Occasionally you can just stare at the language, get insight, and write down a regular expression just like that. However, more typically, we need a systematic procedure. Fortunately, the field of formal languages provides a more systematic approach that will help you structure your approach to this problem. Often, one effective approach is as follows:
Step 1. Find a non-deterministic finite-state automaton (NFA) for the language.
Step 2. Convert the NFA to a regular expression.
Step 3. Double-check whether your regular expression is correct.
In more detail, here is how you do each of those two steps:
Step 1. To find a NFA for your language, you can think of this as a programming problem, where you have to write a program that works in a very limited programming language where you are only allowed to have a fixed, finite amount of state. Try to write a program that reads in a string one letter at a time and decides whether the input string belongs to the language or not, using only a fixed amount of memory (say, $c$ memory cells, where $c$ is some constant that does not depend on the input string, not even on the length of the input string). This program then corresponds naturally to a NFA, where the NFA has one state per possible value of the program's memory.

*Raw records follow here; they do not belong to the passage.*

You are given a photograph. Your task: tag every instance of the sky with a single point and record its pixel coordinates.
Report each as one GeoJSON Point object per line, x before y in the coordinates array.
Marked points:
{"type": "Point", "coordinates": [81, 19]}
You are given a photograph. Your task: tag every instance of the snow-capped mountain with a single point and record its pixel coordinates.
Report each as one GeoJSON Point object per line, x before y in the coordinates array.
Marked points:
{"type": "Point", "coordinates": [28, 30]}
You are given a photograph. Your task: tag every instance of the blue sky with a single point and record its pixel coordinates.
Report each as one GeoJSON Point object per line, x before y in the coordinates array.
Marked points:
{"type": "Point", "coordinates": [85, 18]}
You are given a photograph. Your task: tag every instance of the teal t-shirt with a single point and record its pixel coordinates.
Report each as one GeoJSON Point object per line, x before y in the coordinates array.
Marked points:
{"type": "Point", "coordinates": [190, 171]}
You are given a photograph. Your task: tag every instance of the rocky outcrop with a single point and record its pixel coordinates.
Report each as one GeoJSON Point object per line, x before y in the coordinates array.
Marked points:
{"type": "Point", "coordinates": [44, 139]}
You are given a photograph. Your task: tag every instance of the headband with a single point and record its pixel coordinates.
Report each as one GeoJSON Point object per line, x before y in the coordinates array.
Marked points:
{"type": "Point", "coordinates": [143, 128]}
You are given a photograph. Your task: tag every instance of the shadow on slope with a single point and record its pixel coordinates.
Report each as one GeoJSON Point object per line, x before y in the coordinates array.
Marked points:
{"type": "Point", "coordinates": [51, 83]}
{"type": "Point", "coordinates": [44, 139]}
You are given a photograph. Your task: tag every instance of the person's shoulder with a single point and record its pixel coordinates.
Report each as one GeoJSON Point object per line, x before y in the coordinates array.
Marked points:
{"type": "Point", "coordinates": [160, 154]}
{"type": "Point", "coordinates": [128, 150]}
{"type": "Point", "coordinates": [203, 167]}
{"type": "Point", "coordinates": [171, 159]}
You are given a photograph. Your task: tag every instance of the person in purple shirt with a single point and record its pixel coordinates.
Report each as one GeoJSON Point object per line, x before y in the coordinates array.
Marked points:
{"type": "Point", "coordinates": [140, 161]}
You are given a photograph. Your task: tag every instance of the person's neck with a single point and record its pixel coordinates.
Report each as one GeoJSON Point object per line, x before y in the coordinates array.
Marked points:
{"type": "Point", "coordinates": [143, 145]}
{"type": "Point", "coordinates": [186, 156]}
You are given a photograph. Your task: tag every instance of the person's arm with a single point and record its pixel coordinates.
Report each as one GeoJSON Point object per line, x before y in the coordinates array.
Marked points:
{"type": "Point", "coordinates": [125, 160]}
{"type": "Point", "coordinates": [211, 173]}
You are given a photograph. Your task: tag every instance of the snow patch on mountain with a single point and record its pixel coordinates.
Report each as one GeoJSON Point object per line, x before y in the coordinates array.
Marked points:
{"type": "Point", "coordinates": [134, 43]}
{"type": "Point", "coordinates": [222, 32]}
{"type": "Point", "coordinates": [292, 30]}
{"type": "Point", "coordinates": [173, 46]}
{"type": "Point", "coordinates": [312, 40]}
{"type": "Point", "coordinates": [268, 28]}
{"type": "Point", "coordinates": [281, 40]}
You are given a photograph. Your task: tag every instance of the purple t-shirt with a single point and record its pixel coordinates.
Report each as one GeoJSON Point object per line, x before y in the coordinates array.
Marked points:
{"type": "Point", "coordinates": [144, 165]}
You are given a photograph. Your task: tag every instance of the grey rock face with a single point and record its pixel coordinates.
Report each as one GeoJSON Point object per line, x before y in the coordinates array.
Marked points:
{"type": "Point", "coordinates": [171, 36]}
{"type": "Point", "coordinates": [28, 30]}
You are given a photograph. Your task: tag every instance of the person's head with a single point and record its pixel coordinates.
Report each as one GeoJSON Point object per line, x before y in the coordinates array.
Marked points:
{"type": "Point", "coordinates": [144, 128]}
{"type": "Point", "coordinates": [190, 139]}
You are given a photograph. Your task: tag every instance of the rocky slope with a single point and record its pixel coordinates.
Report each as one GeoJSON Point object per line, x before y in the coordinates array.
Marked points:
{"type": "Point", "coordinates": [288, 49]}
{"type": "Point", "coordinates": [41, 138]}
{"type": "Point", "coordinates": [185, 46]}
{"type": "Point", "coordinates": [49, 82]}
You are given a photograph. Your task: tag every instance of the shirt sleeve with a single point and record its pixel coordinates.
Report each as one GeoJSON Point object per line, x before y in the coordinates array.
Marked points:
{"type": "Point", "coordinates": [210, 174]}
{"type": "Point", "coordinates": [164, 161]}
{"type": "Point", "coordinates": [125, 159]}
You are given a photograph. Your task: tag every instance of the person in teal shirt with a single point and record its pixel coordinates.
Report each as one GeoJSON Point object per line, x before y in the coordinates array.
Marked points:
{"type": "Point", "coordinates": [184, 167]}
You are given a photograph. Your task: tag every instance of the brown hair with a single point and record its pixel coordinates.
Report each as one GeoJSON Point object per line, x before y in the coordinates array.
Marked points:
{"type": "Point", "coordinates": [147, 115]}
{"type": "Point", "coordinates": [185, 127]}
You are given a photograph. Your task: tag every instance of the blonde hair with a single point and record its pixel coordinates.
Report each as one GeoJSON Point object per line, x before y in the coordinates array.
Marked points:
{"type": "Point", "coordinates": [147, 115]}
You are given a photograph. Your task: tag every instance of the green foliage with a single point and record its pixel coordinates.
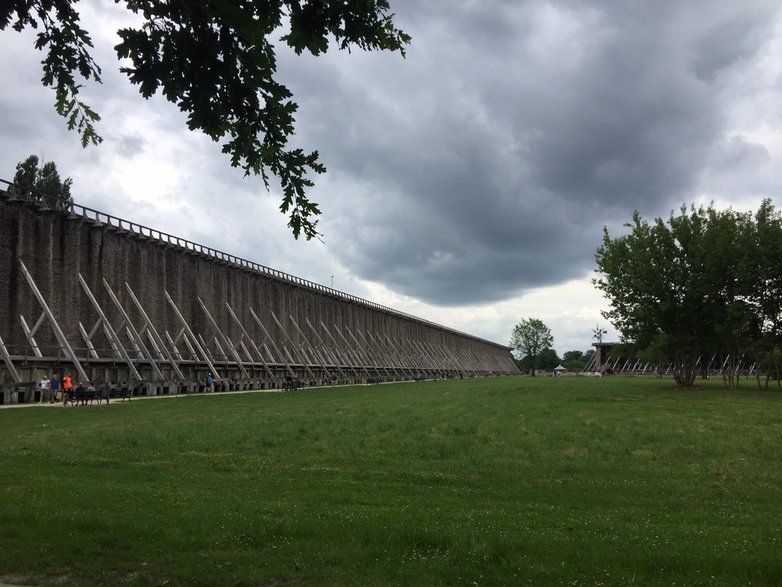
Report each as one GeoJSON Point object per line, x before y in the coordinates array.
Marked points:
{"type": "Point", "coordinates": [42, 184]}
{"type": "Point", "coordinates": [495, 481]}
{"type": "Point", "coordinates": [529, 339]}
{"type": "Point", "coordinates": [700, 283]}
{"type": "Point", "coordinates": [216, 61]}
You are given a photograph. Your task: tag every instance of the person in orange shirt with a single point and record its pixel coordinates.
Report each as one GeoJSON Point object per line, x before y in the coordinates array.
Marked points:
{"type": "Point", "coordinates": [67, 386]}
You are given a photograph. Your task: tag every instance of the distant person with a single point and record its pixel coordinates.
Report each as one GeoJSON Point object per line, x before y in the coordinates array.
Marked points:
{"type": "Point", "coordinates": [67, 387]}
{"type": "Point", "coordinates": [43, 385]}
{"type": "Point", "coordinates": [105, 393]}
{"type": "Point", "coordinates": [54, 385]}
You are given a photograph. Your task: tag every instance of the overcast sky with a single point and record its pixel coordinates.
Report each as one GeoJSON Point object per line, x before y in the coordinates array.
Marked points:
{"type": "Point", "coordinates": [468, 183]}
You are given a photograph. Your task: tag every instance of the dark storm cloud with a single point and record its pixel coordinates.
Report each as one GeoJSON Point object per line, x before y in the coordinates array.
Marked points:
{"type": "Point", "coordinates": [488, 161]}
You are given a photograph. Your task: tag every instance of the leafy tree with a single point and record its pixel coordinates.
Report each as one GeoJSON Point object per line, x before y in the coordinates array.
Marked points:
{"type": "Point", "coordinates": [676, 286]}
{"type": "Point", "coordinates": [216, 61]}
{"type": "Point", "coordinates": [42, 184]}
{"type": "Point", "coordinates": [529, 339]}
{"type": "Point", "coordinates": [548, 359]}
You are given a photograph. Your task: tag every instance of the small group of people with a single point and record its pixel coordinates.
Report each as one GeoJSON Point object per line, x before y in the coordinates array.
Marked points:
{"type": "Point", "coordinates": [56, 389]}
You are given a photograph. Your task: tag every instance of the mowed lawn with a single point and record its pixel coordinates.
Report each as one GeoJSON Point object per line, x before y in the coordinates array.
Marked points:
{"type": "Point", "coordinates": [496, 481]}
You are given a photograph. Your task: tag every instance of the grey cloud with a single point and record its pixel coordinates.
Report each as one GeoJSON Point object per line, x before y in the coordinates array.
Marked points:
{"type": "Point", "coordinates": [482, 165]}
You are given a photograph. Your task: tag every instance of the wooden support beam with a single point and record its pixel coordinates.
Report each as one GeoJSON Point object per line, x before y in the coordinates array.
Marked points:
{"type": "Point", "coordinates": [58, 333]}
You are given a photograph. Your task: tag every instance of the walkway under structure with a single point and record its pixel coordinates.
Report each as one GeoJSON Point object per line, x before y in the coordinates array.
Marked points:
{"type": "Point", "coordinates": [111, 301]}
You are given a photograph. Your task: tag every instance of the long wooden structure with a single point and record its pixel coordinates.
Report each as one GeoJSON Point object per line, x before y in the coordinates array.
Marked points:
{"type": "Point", "coordinates": [109, 300]}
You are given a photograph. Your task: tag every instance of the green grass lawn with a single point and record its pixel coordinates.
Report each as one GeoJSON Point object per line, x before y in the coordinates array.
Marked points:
{"type": "Point", "coordinates": [506, 481]}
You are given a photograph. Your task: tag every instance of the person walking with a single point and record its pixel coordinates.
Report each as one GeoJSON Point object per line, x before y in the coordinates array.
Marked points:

Sometimes, it can also be helpful to use the closure properties of NFA. For instance, if the language $L$ is specifies as $L = L_1 \cup L_2$, then it suffices to build a NFA for $L_1$ and a NFA for $L_2$; then the closure properties for regular languages allow you to derive a NFA for $L$. For more techniques to build a NFA, take a look at our reference question How to prove a language is regular? for more approaches.
Step 2. To convert the NFA to a regular expression, apply the algorithm described in How to convert finite automata to regular expressions?.
Step 3. To check whether your regular expression seems to be correct, you can try testing it on a few example strings to see if it seems to give the correct answer. Try both several examples that are in the language and several that are not.
This is just one approach. There are other approaches, including writing down a regular grammar and converting it to a regular expression, or writing a system of linear expressions in regular languages and converting to a regular expression using Arden's Lemma, or others. For an overview of those methods, take a look at How to prove a language is regular?, How to convert finite automata to regular expressions?, and Known algorithms to go from a DFA to a regular expression.
You can also look at other examples of this kind of problem on this site, e.g., by looking at questions tagged regular-expressions.